Deux heures plus tôt, il avait quitté le domicile familial en disant à sa mère qu’il se rendait à une fête et qu’il veillerait à ne pas rentrer tard. Il avait mis ses plus beaux habits et passé une heure ou deux avec ses amis. Mais il n’est pas rentré chez lui comme promis. Au lieu de cela, selon les déclarations des soldats israéliens, il s’est approché du poste de contrôle « brandissant un grand couteau » et a commencé à courir. Une confrontation s’en est suivie, se terminant lorsque la police des frontières du check point a abattu l’adolescent.
La mère d’Abu Ghanam, Nusreen, était à la maison attendant son fils quand elle a appris la nouvelle. Après avoir essayé de lui téléphoner à plusieurs reprises, elle a reçu un appel d’un ami de la famille, qui lui a annoncé que quelqu’un avait été roué de coups à al-Zayyim. Quelques minutes plus tard, elle a vérifié une page Facebook d’informations locales et a vu une photo d’Ali, étendu sur le sol.
« J’ai vu des photos de mon fils Ali, mort, par terre. Sa chemise était ouverte, et il avait des trous de balles dans la poitrine » a-t-elle rapporté à Middle East Eye samedi. « J’ai reconnu le pantalon qu’il portait. Je suis allé vérifier l’armoire dans sa chambre pour voir si les vêtements de la photo y étaient. Alors j’ai dit ‘’c’est Ali’’. Je pouvais même distinguer la même coupe de cheveux. »
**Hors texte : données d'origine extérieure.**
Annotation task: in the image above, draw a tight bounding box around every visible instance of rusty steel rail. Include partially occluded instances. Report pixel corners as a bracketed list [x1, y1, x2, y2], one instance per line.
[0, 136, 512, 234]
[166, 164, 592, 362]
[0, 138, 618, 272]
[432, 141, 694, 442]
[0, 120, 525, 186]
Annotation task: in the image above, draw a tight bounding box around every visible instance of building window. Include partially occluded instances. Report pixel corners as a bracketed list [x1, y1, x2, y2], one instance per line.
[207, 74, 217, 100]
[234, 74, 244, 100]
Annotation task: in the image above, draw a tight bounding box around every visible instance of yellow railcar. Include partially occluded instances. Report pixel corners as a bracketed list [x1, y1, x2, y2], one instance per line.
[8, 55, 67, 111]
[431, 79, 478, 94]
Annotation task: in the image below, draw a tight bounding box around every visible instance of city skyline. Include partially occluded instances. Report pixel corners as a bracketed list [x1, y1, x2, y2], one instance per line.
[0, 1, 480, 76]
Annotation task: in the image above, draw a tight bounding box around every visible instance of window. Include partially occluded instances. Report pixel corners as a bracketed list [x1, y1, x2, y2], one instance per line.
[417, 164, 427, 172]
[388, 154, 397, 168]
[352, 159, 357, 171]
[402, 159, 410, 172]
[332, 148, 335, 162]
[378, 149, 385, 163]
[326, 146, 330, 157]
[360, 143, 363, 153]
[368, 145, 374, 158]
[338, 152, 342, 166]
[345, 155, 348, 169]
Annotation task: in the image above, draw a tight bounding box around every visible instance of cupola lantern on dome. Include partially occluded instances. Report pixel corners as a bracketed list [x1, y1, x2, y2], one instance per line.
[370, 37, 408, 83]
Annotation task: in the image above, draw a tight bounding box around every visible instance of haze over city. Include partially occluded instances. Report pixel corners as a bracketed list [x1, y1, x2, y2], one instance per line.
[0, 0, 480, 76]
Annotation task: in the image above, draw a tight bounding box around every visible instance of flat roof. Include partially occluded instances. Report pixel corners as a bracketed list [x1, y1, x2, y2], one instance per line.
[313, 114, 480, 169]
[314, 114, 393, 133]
La mort d’Abu Ghanam n’est pas la seule confrontation mortelle à avoir eu lieu ce week-end. Moins de 24 heures après sa mort, un jeune homme a poignardé un soldat près de la mosquée Ibrahimi à Hébron et a également été abattu.
Yousef Natsheh, un membre des Christian Peacemaker Teams (des observateurs internationaux présents à Hébron), a déclaré à Middle East Eye que le mort avait été identifié comme étant Mahmoud Abu Juheisheh, un jeune homme d’une vingtaine d’années originaire de la région d’Idna, près d’Hébron. Sa famille était en pèlerinage en Arabie saoudite au moment de la mort de leur fils, a-t-il rapporté, et ils ont appris la nouvelle via Facebook. Ils sont en train de rentrer en Palestine.
La mort des deux hommes est susceptible d’exacerber les tensions entre Palestiniens et soldats israéliens à Jérusalem et en Cisjordanie, après une période de calme relatif pendant l’hiver. Elle marque également les derniers épisodes d’une série d’attaques menées par des Palestiniens contre des soldats et des civils israéliens, qui pour nombre d’entre elles ont entraîné la mort des assaillants.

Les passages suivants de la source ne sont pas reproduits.